Von Michael Martens, Istanbul
25.02.2012
, 12:12
In Sicherheit: Syrische Flüchtlingskinder in einem provisorischen Klassenraum in der Provinz Hatay an der türkisch-syrischen Grenze
In der Syrien-Krise tut sich die Türkei schwer mit der beanspruchten Regionalmachtrolle. Ankara fürchtet, der türkisch-iranische Gegensatz in Syrien könne sich zu einem Stellvertreterkrieg auswachsen.

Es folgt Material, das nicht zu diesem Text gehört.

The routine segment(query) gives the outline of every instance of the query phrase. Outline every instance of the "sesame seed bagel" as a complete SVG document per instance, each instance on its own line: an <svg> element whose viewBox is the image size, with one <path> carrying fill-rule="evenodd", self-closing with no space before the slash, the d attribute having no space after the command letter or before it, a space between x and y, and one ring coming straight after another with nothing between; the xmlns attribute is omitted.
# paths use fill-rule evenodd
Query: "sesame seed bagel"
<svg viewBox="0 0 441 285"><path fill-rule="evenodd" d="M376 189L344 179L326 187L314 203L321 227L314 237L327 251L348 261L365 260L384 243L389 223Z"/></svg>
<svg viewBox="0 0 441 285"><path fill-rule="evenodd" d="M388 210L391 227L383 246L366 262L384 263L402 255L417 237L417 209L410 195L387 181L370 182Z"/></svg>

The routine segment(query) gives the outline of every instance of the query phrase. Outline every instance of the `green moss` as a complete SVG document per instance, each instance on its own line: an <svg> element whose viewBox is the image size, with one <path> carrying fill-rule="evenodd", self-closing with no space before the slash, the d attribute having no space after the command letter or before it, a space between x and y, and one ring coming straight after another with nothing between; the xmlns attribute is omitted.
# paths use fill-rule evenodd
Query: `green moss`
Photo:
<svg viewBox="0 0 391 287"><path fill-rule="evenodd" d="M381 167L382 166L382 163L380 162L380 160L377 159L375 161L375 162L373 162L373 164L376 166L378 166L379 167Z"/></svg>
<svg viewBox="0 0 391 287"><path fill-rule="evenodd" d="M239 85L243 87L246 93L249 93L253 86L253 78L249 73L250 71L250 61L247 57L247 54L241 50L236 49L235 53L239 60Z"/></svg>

Der Bürgerkrieg vor ihrer Haustür stellt die außenpolitischen Ambitionen der Regionalmacht Türkei auf eine harte Probe. Was im Nachbarland geschieht, betreffe niemanden so direkt wie den Staat mit der längsten Landgrenze zu Syrien, so hat es die Regierung in Ankara in den Tagen und Wochen vor der Konferenz der „Freunde Syriens“ in Tunis immer wieder deutlich gemacht.

Nach einem Bericht des Ausschusses für Flüchtlinge, Asylanten und illegale Einwanderer des türkischen Parlaments haben zwischenzeitlich etwa 20.000 Zivilisten aus Syrien in der türkischen Grenzprovinz Hatay (die einst Teil Syriens war) Zuflucht gesucht. Gut die Hälfte ist inzwischen wieder in ihre Heimat zurückgekehrt, trotz der Kämpfe. Die Versorgung der verbliebenen 10.000 Flüchtlinge stellt die Türkei nicht vor unlösbare Schwierigkeiten. Sollten aus den Zehntausenden aber Hunderttausende werden, was gerade auch nach einem Sturz Assads der Fall sein könnte, wäre das nicht mehr sicher.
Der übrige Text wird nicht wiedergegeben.